No divã com Nicole Kidman
Produzida durante a pandemia de covid-19, a primeira temporada de Nine Perfect Strangers surgiu, em 2021, não só com o chamariz de ser a terceira parceria entre Nicole Kidman e o criador David E. Kelley (depois de Big Little Lies e The Undoing), mas sobretudo como uma forma de nos pôr a refletir, através da ficção, sobre a cultura terapêutica do bem-estar e respetivos métodos. Naquele momento de grande sintonia, por causa de um vírus global, tudo o que significasse ver pessoas à procura da afinação do corpo e da mente, ou de um detox de traumas, seria oportuno e empático; assim como o foram as férias para ricos criadas por Mike White na mesma altura (The White Lotus). Qual era então a fórmula da produção de David E. Kelley? Nove personagens, isoladas num resort, reuniam-se para um “protocolo” de limpeza de toxinas físicas e espirituais, sob a batuta da guru Masha Dmitrichenko. Ou seja, Nicole Kidman a brincar com um sotaque do Leste.
Agora em segunda temporada, de oito episódios, o thriller psicológico que partiu do best-seller homónimo de Liane Moriarty chega à Prime Video com o ímpeto de renovar o interesse nos métodos de Masha... Ou será mais um interesse na arte performativa de Kidman? Sobre isso, não há dúvidas de que a atriz australiana continua a trazer ao pequeno ecrã retratos femininos tão inteligentes quanto vulneráveis, tão crus quanto ambíguos, sempre com um brilhozinho nos olhos, e um sorriso que pode esconder múltiplas camadas.
Desta feita, trocando-se a estação quente e os ares da natureza pela paisagem nevada de um lugar chamado Zauberwald, nos Alpes austríacos, Nine Perfect Strangers muda também a sua paleta de cores para um registo mais acinzentado – embora isso não torne a temporada necessariamente mais sinistra do que a primeira. E, em vez de um resort, é num antigo sanatório, transformado em clínica de bem-estar pela mentora de Masha, Helena (Lena Olin), que se vão encontrar as nove figuras angariadas para a terapia psicadélica, cujas práticas não convencionais se mantêm fiéis à filosofia de risco da sua líder. Com um detalhe: o dito protocolo será aplicado pelo assistente de Masha, filho da proprietária da clínica, que não terá a vida facilitada.

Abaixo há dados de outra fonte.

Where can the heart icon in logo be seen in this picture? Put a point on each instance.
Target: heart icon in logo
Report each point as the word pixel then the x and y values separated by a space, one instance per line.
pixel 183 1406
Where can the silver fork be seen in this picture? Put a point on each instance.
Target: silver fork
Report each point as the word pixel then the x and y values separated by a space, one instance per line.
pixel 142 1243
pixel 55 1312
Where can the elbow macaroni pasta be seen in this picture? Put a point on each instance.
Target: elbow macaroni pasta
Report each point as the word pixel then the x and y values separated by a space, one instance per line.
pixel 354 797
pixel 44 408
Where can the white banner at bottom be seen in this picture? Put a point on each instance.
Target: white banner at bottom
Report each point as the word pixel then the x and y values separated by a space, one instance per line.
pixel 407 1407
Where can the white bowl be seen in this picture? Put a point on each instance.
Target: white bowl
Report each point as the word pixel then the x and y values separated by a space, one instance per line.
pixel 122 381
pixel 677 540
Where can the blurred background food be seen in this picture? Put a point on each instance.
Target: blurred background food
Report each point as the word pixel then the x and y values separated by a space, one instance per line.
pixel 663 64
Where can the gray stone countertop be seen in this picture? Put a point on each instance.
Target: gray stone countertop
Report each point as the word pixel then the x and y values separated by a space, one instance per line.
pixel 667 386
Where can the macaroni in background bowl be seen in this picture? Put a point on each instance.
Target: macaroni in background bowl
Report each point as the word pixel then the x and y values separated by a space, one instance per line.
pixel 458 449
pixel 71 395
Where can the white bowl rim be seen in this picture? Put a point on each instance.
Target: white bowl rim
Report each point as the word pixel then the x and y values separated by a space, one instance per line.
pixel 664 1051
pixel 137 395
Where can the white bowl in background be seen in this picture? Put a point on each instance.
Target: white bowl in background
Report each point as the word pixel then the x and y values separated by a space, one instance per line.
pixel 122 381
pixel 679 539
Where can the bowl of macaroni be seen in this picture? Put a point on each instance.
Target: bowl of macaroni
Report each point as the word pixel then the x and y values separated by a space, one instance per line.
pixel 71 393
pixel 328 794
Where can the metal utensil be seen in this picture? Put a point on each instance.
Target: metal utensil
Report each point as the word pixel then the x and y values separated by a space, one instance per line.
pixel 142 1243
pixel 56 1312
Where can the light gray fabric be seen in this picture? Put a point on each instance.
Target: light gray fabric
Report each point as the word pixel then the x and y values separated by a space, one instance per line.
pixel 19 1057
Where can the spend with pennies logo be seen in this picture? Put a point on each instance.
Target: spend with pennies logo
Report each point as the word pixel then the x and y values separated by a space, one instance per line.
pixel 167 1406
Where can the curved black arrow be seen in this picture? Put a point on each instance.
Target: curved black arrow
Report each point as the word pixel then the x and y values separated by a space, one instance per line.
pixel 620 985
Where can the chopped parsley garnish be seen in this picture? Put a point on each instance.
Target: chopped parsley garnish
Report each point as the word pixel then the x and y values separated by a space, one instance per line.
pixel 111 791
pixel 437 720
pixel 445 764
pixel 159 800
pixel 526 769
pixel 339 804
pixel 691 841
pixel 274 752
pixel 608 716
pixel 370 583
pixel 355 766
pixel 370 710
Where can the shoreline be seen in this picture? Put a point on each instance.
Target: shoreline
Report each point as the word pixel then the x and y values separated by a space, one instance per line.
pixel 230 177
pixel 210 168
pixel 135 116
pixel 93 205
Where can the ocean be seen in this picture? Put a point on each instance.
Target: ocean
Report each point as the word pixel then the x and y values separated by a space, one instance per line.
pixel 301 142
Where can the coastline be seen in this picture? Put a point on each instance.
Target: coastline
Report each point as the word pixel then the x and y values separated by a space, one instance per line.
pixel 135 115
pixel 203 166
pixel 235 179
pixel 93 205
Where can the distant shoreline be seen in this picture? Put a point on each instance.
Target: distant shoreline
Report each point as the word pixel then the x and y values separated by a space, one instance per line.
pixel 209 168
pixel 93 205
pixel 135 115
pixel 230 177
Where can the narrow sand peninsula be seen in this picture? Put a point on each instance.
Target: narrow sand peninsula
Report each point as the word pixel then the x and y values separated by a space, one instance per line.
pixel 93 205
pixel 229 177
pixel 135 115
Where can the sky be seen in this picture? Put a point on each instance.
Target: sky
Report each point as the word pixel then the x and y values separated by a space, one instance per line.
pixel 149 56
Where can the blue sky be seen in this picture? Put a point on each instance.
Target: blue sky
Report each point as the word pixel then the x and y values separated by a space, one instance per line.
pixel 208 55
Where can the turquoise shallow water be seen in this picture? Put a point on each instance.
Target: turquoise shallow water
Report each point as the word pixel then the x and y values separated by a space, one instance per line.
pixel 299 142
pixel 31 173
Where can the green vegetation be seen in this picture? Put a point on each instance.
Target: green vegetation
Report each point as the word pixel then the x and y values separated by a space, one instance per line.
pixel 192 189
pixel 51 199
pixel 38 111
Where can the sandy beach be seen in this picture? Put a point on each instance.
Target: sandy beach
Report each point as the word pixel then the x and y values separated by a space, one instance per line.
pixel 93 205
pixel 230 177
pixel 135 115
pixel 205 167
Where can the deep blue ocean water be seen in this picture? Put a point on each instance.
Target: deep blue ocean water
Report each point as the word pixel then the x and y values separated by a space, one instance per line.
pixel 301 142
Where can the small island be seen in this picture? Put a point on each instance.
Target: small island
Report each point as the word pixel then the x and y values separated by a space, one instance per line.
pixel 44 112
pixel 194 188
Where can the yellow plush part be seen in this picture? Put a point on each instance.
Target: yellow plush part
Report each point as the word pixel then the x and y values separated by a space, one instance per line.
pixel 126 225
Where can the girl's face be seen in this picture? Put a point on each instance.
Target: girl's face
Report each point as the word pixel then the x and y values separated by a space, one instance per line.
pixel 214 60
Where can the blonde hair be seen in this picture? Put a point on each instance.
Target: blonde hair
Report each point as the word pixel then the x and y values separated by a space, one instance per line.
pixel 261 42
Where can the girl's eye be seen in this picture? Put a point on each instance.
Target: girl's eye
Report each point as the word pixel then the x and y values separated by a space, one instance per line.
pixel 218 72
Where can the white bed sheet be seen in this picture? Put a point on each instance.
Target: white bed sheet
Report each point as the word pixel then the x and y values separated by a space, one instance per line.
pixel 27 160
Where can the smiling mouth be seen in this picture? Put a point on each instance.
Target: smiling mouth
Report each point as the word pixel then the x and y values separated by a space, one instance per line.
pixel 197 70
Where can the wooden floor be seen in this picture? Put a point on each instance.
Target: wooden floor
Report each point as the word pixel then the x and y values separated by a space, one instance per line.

Nove (quase) perfeitos conhecidos
Assim como o elenco do primeiro capítulo trazia prestígio à série, também esta nova sessão de grupo tem caras conhecidas. A começar por Christine Baranski, um dos rostos mais fiáveis da ficção televisiva (The Good Fight, The Gilded Age), que interpreta uma dama chique acompanhada de um homem mais novo, e a acabar em Murray Bartlett, o ator que sobressaiu na primeira temporada de The White Lotus (para além de um episódio especialíssimo de The Last of Us), vestindo aqui a pele de um marionetista, ex-apresentador de um programa infantil, que foi cancelado depois de um ataque de raiva no set.
Há ainda a filha ressentida da tal dama chique (Annie Murphy, de Schitt’s Creek), uma ex-freira com reservas pesadas de culpa católica (Dolly de Leon), uma pianista prodigiosa (papel da cantora King Princess, na sua estreia como atriz), que para ali foi levada pela namorada em busca de inspiração criativa, e um jovem abastado (Henry Golding, de Asiáticos Doidos e Ricos) à espera do pai (Mark Strong), um empresário milionário que pode muito bem ser uma das personagens-chave do encontro urdido por Masha...
Esta renovação do elenco traduz igualmente a vontade de uma série de antologia, sem necessidade perentória de se conhecer a temporada anterior. Mas tem esse projeto pernas para andar? Digamos que o mistério que se sentiu da primeira vez já não volta. É certo que Nicole Kidman é excelente a manter a postura da guru de Nine Perfect Strangers numa zona moralmente vaga, e por isso sempre disponível para torcer o significado das suas ações, mas não há grande novidade a extrair daqui. Apenas episódios mais elaborados na representação dos efeitos psicadélicos – que resultam, por exemplo, das experiências de Masha com os sinais vitais de quem se deita no seu divã –, e mais focados na noção de que tudo isto é um negócio. Mesmo que de alguma maneira resulte.
“Tecnologia” e “guerra" são também palavras que ganham peso até ao fim da temporada, picando o ponto com relativa eficácia. Ainda assim, o insuflar da história com questões que dão escala à dor individual não resolve a moleza do argumento. Mais banhos em água com temperatura negativa e caminhadas de pés descalços no gelo, por favor.